Alexander C. Rosen
Professor of Psychiatry & Biobehavioral Sciences, Emeritus
UC Los Angeles
1923 – 2007
Alex Rosen was born on February 2, 1923, in White Memorial Hospital in what was then called Boyle Heights. His father had immigrated from Russia and his mother from Romania in the early 1900’s. He grew up largely in Lankershim, now North Hollywood, when the area was mostly apricot and walnut orchards, and he died not far from there, in Sherman Oaks on February 28, 2007.
Beginning his academic career at UCLA in 1956 as an assistant professor-in-residence and assistant research psychologist in the Department of Psychiatry, in the School of Medicine, Alex worked initially in the alcoholism clinic located in Quonset huts on the LeConte Avenue edge of campus before the original Neuropsychiatric Institute (NPI) structures were built. He ultimately attained his full professorship in 1979, probably the proudest day of his life, aside from his marriage to Susan and the births of his three daughters. He served as chief of Psychological Services from 1958 until his retirement in 1989.
Alex was deeply invested in the training of all students who flowed through the halls of the NPI, but naturally, his psychology interns were his most beloved. His interest in group dynamics led to involvement in the National Training Laboratories and to becoming both staff and program coordinator of the Sensitivity Training Programs in the UCLA Graduate School of Business Administration. He chaired the Group Dynamics Training Course for undergraduate medical students and was on the board of the Los Angeles Group Psychotherapy Training Institute. Alcoholism and gender identity were two of his primary areas of research and publication. He also served as president of the California State Psychological Associate from 1978 to 1979.

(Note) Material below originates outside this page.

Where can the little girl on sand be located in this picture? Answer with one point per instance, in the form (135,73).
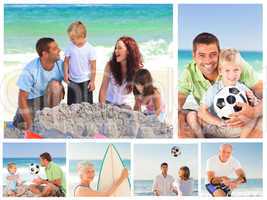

Both before and after attaining emeritus status, Alex served on many Academic Senate committees and boards of professional and civic organizations.
In February 2000, Alex was diagnosed with probable Alzheimer’s disease, and indeed, it was the progression of that disease, with accompanying cardiac difficulties that ultimately led to his death. However, while he lived, he did so with zest and enthusiasm. He loved UCLA as well as UC Berkeley, which he always referred to as the “the mother church”, and from which he received his A.B. in 1946 and his Ph.D. in psychology in 1953.
Alex will be remembered for his strong and positive leadership and for his many outstanding contributions to the discipline of psychology.